Most property in Lee County will see reductions in their assessed value. 2008 assessed value is calculated from 2007 market comparables, so the assessed value may still seem high to today's market value.

Homesteaded property's assessed value, even when the market value decreases, may see their taxes increase up to the 3% limit, because of the recapture rule, which affects nearly 100,000 homeowners.

Lee county recently mailed out the Truth in Millage notices. Property owners have until Sept 16th, 2008 to challenge the market value at the Value Adjustment Board.

Arriving at the dollar amount of the taxes you pay is a 2 part process.  

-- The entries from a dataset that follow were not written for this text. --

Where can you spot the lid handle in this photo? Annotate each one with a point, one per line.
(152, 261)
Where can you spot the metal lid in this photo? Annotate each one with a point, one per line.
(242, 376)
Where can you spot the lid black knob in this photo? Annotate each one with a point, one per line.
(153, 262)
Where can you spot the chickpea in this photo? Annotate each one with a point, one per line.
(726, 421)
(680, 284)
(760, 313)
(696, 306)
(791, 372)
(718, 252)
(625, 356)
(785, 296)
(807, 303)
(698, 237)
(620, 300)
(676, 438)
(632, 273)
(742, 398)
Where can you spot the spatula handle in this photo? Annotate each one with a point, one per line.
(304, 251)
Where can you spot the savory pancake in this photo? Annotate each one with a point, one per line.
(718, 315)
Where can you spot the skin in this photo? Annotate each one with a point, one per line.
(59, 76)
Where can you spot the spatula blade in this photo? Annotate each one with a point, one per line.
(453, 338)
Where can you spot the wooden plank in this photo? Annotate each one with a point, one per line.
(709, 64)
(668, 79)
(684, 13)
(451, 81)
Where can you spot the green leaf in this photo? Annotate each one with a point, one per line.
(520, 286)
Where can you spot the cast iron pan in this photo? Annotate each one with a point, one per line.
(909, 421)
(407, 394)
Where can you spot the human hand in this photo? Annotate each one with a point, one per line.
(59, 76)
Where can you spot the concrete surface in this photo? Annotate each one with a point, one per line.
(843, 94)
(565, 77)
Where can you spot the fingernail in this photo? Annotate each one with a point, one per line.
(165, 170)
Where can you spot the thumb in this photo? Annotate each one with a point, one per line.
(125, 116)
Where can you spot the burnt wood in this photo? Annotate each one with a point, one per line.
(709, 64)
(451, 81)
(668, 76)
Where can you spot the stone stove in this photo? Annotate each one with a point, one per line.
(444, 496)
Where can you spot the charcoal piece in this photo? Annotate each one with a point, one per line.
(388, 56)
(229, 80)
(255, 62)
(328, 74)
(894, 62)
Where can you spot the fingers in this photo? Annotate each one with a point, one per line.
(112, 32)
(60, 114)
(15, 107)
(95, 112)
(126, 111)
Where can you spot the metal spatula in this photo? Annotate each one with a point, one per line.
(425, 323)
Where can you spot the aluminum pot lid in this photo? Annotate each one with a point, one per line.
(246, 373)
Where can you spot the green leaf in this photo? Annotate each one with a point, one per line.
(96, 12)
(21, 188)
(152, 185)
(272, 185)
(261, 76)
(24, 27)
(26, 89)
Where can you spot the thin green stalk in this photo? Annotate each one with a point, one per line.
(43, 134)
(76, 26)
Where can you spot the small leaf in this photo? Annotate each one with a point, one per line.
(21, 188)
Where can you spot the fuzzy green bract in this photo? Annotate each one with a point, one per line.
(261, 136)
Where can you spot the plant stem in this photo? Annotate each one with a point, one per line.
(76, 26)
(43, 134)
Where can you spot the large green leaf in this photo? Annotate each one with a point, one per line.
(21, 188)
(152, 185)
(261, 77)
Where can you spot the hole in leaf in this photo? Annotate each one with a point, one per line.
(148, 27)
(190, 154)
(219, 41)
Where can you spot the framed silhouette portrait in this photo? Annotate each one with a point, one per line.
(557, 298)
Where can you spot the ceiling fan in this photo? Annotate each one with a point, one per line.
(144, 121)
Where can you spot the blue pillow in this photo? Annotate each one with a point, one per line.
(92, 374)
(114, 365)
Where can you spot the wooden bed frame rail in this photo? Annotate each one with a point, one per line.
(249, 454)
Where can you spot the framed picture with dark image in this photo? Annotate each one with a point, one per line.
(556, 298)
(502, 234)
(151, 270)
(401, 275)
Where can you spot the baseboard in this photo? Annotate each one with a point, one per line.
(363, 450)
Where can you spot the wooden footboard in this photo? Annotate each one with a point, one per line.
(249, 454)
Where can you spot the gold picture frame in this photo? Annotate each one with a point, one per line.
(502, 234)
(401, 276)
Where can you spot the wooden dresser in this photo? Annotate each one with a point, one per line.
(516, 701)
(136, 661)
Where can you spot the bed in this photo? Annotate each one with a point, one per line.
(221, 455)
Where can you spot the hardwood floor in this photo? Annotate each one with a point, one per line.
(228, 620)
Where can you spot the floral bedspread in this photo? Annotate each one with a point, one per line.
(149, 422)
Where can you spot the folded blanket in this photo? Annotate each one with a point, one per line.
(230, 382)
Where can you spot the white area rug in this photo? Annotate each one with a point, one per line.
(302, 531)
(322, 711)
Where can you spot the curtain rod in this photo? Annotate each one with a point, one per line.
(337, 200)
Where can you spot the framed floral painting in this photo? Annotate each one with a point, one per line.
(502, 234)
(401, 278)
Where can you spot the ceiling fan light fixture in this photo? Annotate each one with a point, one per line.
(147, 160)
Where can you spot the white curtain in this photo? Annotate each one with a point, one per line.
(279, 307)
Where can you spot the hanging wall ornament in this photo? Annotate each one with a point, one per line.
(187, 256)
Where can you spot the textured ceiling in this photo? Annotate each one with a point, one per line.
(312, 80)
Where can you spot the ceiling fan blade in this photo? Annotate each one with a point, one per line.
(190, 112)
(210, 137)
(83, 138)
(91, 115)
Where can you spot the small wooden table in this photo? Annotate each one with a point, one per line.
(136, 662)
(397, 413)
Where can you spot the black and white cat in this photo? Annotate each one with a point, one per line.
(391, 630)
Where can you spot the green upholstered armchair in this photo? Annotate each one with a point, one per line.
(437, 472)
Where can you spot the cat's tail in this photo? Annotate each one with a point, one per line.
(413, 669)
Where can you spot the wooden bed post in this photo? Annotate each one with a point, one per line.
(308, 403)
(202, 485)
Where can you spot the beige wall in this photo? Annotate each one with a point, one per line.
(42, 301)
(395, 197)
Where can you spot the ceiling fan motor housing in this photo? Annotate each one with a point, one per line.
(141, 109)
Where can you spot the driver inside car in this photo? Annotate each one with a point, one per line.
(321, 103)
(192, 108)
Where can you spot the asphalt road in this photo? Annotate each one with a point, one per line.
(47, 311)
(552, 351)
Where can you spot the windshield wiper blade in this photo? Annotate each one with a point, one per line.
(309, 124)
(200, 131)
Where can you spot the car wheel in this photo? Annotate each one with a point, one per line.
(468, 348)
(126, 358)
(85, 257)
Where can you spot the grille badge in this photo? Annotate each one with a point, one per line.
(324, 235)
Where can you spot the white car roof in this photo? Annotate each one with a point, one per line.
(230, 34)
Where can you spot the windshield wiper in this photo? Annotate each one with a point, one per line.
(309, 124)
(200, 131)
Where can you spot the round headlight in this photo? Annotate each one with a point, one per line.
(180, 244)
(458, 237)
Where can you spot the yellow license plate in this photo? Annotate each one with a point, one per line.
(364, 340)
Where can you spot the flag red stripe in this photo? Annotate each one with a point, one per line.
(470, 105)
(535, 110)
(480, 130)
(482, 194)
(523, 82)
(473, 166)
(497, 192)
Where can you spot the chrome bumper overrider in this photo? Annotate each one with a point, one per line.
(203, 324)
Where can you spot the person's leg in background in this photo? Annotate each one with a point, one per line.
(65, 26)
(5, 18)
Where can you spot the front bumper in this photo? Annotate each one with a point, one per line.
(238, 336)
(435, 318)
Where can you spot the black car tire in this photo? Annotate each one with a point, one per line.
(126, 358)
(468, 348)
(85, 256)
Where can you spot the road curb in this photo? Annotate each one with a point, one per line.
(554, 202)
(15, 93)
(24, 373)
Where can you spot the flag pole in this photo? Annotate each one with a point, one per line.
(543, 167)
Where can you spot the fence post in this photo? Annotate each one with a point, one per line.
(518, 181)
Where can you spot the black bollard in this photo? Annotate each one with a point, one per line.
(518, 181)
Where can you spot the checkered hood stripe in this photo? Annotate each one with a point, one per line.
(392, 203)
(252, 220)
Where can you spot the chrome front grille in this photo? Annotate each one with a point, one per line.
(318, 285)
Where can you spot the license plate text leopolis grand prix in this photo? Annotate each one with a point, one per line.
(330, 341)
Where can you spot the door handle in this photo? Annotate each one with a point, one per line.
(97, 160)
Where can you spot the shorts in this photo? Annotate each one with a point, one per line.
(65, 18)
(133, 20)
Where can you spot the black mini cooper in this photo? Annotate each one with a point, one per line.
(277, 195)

   Part 1: The county tax appraiser is responsible for appraising your property, and determining what your property's value is.  Florida is a "100% market value" state.  Some states will determine value as a percentage of the market value.  Florida assesses your property value at 100% of the market value.  Also, some states will not re-assess market values every year.  Florida re-assesses market values every year.  Lee county has different methods to valuating your property.  They will use comparable property's that have sold throughout the year, similar to yours, to arrive at a market value for your property.  They will generally use the median value of the comparables sold throughout the year.  However, in 2005, where there was an abundance of sale activity, they may have used a smaller time frame, such as a quarter, or half the year. In some cases, particularly condo and vacant land appraisals, one sale in an area for vacant land, or one sale in a condo complex, could dictate everyone else's taxes for the next year, if that is the only sale.  They will make adjustments to a subject property if the comparable is similar enough.  For instance, a condo unit on the exterior will be assessed higher than an interior.  Also, a condo unit higher up in floors will be assessed higher than a condo on a lower floor.  If, and only if, there are no comparable sales in a particular condo complex, will they then go out to neighboring condo complexes.

   What would make a comparable not viable?  The county will not count any property as a comp that was sold with "personal property", eg furniture. 

   Part 2: The various taxing authorities set their budgets for the year and determine a mill rate.  The mill rate is the tax per dollar of assessed value of property. The rate is expressed in "mills", where one mill is one-tenth of a cent ($0.001).  When you multiply the mill rate times your assessed value, you come up with your tax bill.